My sources for saying that second temple Judaism recognized grace rather than obedience to the law once again relies of Dead Sea Scrolls.
Who claims whom, was upset, common sense is a big factor. God's house on earth, something that falls only when His people have been too disobedient is gone, is clearly not going to upset people who have been doing their best to do what God wants. This gets into a long silent period with very few surviving written records. Can you provide evidence that I am wrong?
Clement does not present it as he thought Paul made it, he claims Paul DID make it. Given that there is no reason to date 1 Clement later than 80 CE, there is an excellent chance that Clement had first hand knowledge.
English has created the term "hell" and ascribed it to a destination in the afterlife. The original Greek is vague beyond saying that those whose name is not in the Book of Life will be cast into the lake of fire. It does not clearly say whose names are in the Book of Life and whose are not. Even the angels are cast into Tartarus, which was a specific region in Hades, until they are to be released at the end.

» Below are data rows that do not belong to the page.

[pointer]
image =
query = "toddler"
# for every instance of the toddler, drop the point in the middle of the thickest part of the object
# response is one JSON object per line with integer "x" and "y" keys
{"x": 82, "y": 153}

And incidentally, that is one of the references in the NT to the Book of Jubilees, a work that is considered scripture by some Christian traditions but not most, and is also a work that is better represented in the DSS than some accepted scripture, and which appears to have been considered scripture by some during the second temple period.
Thanks for your answers. I do not remember gleaning from the DSS that STJs affirmed salvation via faith, so if you can cite the passage you have in mind it would be appreciated.
I agree that there are few surviving records regarding many of the issues that intrigue you including Paul making it to Spain. I agree that Revelation may have the fall of Jerusalem in mind, although that is not certain either. The absence of evidence is evidence that we walk by faith, and that may involve doubting our doubts.
Regarding hell, what is your opinion of mine?:
A person—even a theist—might think that God would not permit evil, suffering and hell to exist. People who are mystified by evil and repulsed by its punishment do not realize that the essential aspect of being a human rather than a robot or subhuman creature is moral free will (MFW), which is what enables a person to experience love and meaning. This is what makes humans different from animals, whose behavior is governed mainly by instinct. This is what it means to be created in God’s image (Gen. 1:26-27; robot or responsible).
MFW only exists when there is the possibility of choosing between two qualitatively opposite moral options that we call good and evil. These options are opposites because of essentially different consequences for choosing them. Choosing good results in blessing, life and heaven; and choosing evil results in cursing, death and hell (Deut. 30:19). This is why hell as well as heaven exists. It is the just consequence for choosing evil rather than God.
The Spirit of God is good: love, peace and joy (Gal. 5:22-23). Therefore, whoever rejects the Lord is spiritually separated from Him (Isa. 59:2) and thereby chooses the evil or satanic spirit of hatred, strife and misery and reaps the just consequence called “hell” in the afterlife (Gal. 6:7-9, Heb. 9:27-28). These options were presented by Moses to the Israelites (DT 30:19), and Jesus referred to this fundamental choice in terms of a fish or egg versus a snake or scorpion (Luke 11:11-13). Life… or Curse? (Gen. 3:24, Rev. 22:1-2)
God created theoretical evil or the possibility of rejecting Him as an option that actualizes MFW/free human personality. As such it is necessary and even good (Gen. 1:31). Of course, it was wrong for Satan (1John 3:8) and humanity (Rom. 5:12) to make evil actual by choosing to Sin or reject Faith in God’s Lordship. The first people to choose the evil option were named Adam and Eve (Gen. 3:6).
Sin: ignoring God/God’s Word.
God loves a cheerful giver (2Cor. 9:7), which means He desires people to cooperate with Him happily because of love and gratitude for His grace rather than to cower before Him because of fear of hell. Love must be evoked; it cannot be coerced. And again, when souls sin or do NOT choose to love God freely, it is perfectly just (loving and logical) for them to reap the appropriate consequence (Gal. 6:7-9) or hell.
Thus,
evil people punish/torture themselves by experiencing delayed karma, just as those who experience appropriate justice during this earthly existence also punish themselves or reap what they have sown and send themselves to jail. This view makes souls responsible for breaking the rules rather than blaming evil on the judges (or Judge) who enforce the rules. The purpose of earthly punishment is to promote repentance, but the reason for retribution in hell is to attain justice. It is difficult to imagine, but somehow even someone as evil as Hitler will receive perfect justice, perhaps experiencing the agony of the millions of deaths he caused in accordance with the principal of “eye for eye” (MT 5:38), after which their souls are destroyed forever (per John 17:12, Rom. 9:22, Gal. 6:8, Phil. 3:19, 2Thes. 1:9, 2Pet. 3:7 & Rev. 20:13-14).